41. Which password is more secure? A. keepyourpasswordsecuretoyourself B. pass123!! C. P@$$w0rD D. KeepY0urPasswordSafe!D
D - The longer the password, the more it uses the advantage of key space fro encryption. Short complex passwords can be cracked with a reasonable amount of time. A password that is simple but longer will be exponentially harder to crack. However, adding in additional complexity using different cases as well as numbers and symbols makes it less likely the attacker will be able to break the passphrase.
29. You are the security administration for your local city. You just installed a new IPS. Other than plugging it in and applying some basic IPS rules, no other configuration has been made. You come in the next morning, and you discover that there was so much activity generated by the IPS in the logs that it is too time-consuming to view. What most likely caused the huge influx of logs from the IPS? A. The clipping level was established. B. A developer had local admin rights. C. The LAN experienced a switching loop. D. The new rules were poorly designed.
D - The most likely answer is that the new rules were poorly designed, so a lot of traffic was triggering the rules.
18. Which input value would you utilize in order to evaluate and test for SQL injection vulnerabilities? A. SQL test B. admin and password C. || or |! D. 1=1'
D - Using the value 1=1 in the URL will test for SQL vulnerabilities that would allow the attacker to assume that the web app can implement arbitrary commands.
47. Which is the best example of a denial-of-service (DoS) attack? A. A victim's computer is infected with a virus.
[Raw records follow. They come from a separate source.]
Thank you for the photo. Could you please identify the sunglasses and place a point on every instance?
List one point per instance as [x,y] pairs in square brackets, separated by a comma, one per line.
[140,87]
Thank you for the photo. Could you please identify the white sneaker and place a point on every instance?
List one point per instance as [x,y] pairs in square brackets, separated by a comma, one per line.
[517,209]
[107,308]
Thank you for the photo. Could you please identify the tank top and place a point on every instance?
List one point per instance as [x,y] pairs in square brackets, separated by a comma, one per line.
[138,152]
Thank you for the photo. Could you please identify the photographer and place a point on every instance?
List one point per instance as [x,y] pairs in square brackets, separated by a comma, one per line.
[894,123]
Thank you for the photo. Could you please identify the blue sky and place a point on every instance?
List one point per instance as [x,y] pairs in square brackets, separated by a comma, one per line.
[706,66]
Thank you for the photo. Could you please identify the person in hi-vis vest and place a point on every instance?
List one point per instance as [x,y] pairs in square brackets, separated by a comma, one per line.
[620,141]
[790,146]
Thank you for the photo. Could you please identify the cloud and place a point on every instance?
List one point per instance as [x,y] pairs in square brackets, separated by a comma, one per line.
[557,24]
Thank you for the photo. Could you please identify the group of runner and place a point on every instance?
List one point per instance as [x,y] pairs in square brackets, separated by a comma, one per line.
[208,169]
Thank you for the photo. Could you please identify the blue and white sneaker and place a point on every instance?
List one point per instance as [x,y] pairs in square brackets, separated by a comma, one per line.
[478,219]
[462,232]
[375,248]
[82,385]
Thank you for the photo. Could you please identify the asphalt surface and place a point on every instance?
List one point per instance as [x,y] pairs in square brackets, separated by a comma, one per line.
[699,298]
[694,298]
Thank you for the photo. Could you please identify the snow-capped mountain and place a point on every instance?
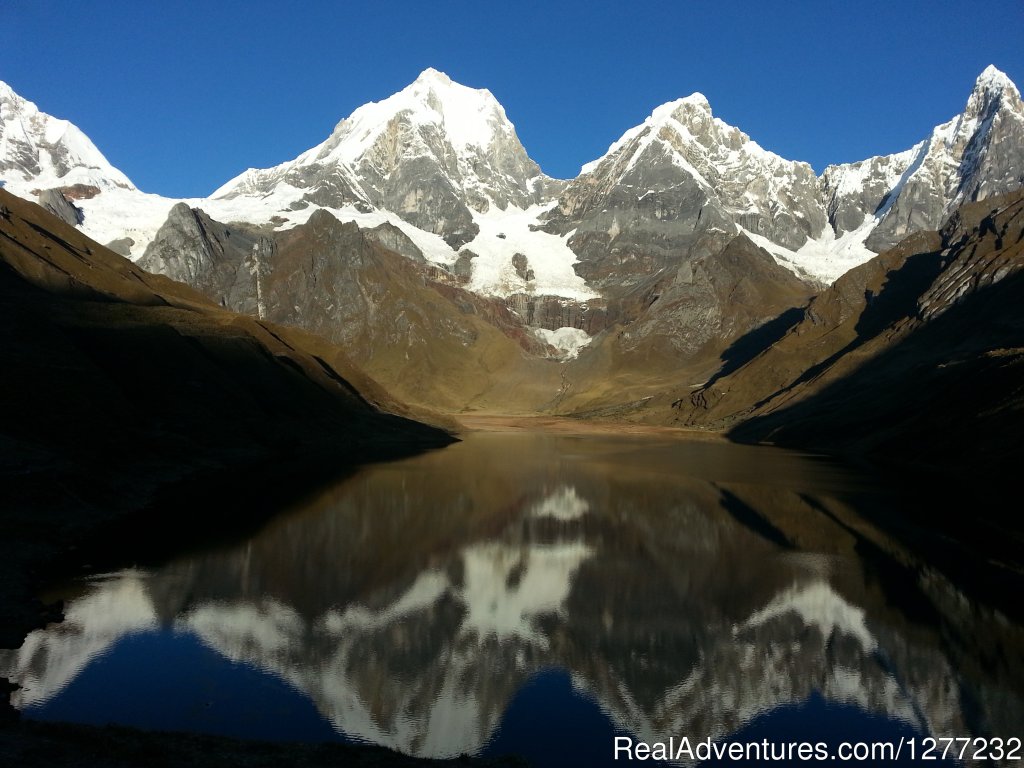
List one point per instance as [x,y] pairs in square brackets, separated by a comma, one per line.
[433,154]
[39,152]
[977,155]
[681,173]
[442,163]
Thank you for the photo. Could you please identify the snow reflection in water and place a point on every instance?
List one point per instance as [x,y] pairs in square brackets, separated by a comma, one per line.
[411,602]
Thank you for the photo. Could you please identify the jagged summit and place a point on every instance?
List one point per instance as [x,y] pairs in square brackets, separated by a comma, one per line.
[992,79]
[40,152]
[433,154]
[976,155]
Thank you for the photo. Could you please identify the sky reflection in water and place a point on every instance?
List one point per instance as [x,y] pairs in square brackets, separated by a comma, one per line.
[644,586]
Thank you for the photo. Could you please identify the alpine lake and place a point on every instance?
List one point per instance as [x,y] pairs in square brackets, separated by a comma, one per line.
[546,593]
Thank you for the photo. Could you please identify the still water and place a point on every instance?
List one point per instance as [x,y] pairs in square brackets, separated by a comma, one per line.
[541,594]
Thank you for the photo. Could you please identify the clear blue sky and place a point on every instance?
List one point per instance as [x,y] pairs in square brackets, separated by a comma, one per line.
[182,96]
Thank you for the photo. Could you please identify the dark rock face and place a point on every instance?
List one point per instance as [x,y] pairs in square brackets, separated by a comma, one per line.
[393,239]
[122,246]
[54,202]
[914,355]
[978,155]
[406,322]
[643,206]
[409,155]
[210,256]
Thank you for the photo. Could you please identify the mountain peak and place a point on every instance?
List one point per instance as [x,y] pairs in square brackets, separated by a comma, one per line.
[39,151]
[992,79]
[430,75]
[993,91]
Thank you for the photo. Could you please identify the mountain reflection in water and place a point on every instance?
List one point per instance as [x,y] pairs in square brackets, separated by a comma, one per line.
[686,587]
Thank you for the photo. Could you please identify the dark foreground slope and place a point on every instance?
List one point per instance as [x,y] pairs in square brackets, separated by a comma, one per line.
[121,389]
[915,357]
B. A misconfigured switch is in a switching loop. C. An adversary is forging a certificate. D. An adversary is consuming all available memory of a target system by opening as many "half-open" connections on a web server as possible.
D - When all the memory from the target server is drained, the server will not able to process or store any information. This will eventually cause the server to freeze or crash, or it will possibly corrupt data. The end result is that none of the users will be able to use its resources.
34. Why would an attacker conduct an open TCP connection scan using Nmap? A. The attacker does not want to attack the system. B. The attacker made a mistake by not selecting a SYN scan function. C. The attacker is trying to connect to network services. D. The attacker is trying to make the scan look like normal traffic.
D - While Nmap can't attack a system in the sense of providing any sort of access, the reason for using a connect scan over a SYN scan is to make the scan look more like legitimate traffic. It's possible that leaving a lot of half-open connections would be more suspicious.
77. What tool could you use to check flag settings in a TCP segment? A. Nmap B. SuperPing C. Ettercap D. Wireshark
D - Wireshark can be used to collect and analyze information in TCP segments.